The Woman Suffrage Amendment was the assertion of a fundamental
principle of government, and if it was an abridgment of sovereignty it
was an abridgment of the same character as those embodied in the
Constitution from the beginning, the Prohibition Amendment brought the
Federal Government into control of precisely those intimate concerns
of daily life which, above all else, had theretofore been left
untouched by the central power, and subject to the independent
jurisdiction of each individual State. The South had eagerly swallowed
a camel, and when it asked the country to strain at a gnat it found
nobody to listen. Our public men, and our leaders of opinion,
frequently and earnestly express their concern over the decline of
importance in our State governments, the lessened vigor of the State
spirit. The sentiment is not peculiar to any party or to any section;
it is expressed with equal emphasis and with equal frequency by
leading Republicans and leading Democrats, by Northerners and
Southerners. All feel alike that with the decay of State spirit a
virtue will go out of our national spirit--that a centralized America
will be a devitalized America. But when they discuss the subject, they
are in the habit of referring chiefly to defects in administration; to
neglect of duty by the average citizen or perhaps by those in high
places in business or the professions; to want of intelligence in the
Legislature, etc. And for all this there is much reason; yet all this
we have had always with us, and it is not always that we have had with
us this sense of the decline of State spirit. For that decline the
chief cause is the gradual, yet steady and rapid, extension of
national power and lowering of the comparative importance of the
functions of the State. However, the functions that still remain to
the State--and its subdivisions, the municipalities and counties --are
still of enormous importance; and, with the growth of public-welfare
activities which are ramifying in so many directions, that importance
may be far greater in the future. But what is to become of it if we
are ready to surrender to the central government the control of our
most intimate concerns? And what concern can be so intimate as that of
the conduct of the individual citizen in the pursuit of his daily
life? How can the idea of the State as an object of pride or as a
source of authority flourish when the most elementary of its functions
is supinely abandoned to the custody of a higher and a stronger power?

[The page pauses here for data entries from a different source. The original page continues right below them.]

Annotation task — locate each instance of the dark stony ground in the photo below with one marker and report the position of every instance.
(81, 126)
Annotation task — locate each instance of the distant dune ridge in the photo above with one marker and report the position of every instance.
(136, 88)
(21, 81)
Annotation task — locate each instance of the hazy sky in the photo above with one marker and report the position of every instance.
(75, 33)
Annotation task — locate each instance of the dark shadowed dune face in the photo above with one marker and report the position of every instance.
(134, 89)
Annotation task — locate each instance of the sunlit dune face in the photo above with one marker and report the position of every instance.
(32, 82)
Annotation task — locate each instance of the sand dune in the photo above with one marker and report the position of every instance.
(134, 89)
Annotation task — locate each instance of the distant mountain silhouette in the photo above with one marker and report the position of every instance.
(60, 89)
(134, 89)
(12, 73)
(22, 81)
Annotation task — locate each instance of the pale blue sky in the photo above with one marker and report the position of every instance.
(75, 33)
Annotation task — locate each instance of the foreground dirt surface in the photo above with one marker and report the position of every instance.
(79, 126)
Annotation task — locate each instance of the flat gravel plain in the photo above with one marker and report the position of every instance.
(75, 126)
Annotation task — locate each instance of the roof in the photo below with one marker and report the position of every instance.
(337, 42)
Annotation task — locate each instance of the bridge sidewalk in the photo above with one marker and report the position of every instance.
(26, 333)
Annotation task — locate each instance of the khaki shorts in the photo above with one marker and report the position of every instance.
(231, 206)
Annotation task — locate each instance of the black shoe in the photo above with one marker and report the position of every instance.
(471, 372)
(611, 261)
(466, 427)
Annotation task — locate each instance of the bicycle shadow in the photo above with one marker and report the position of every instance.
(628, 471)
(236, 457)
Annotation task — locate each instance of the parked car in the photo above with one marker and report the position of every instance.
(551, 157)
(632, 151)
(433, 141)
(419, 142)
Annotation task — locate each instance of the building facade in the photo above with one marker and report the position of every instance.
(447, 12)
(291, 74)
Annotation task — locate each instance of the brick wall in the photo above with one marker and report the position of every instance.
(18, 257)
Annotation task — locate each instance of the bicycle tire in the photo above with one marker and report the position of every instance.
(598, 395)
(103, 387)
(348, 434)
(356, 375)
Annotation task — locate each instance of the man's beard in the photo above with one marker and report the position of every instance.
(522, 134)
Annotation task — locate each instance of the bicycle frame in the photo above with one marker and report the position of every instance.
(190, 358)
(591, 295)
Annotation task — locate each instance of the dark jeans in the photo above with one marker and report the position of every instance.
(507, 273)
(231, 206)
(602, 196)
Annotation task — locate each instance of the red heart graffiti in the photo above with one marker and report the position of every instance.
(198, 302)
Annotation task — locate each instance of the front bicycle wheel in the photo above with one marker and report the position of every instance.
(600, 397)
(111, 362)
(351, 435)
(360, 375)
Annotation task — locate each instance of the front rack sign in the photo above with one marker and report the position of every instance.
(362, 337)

The Prohibition Amendment has done more to sap the vitality of our
State system than could be done by a hundred years of misrule at
Albany or Harrisburg or Springfield. The effects of that misrule are
more directly apparent, but they leave the State spirit untouched in
its vital parts. The Prohibition Amendment strikes at the root of that
spirit, and its evil precedent, if unreversed, will steadily cut off
the source from which that spirit derives its life.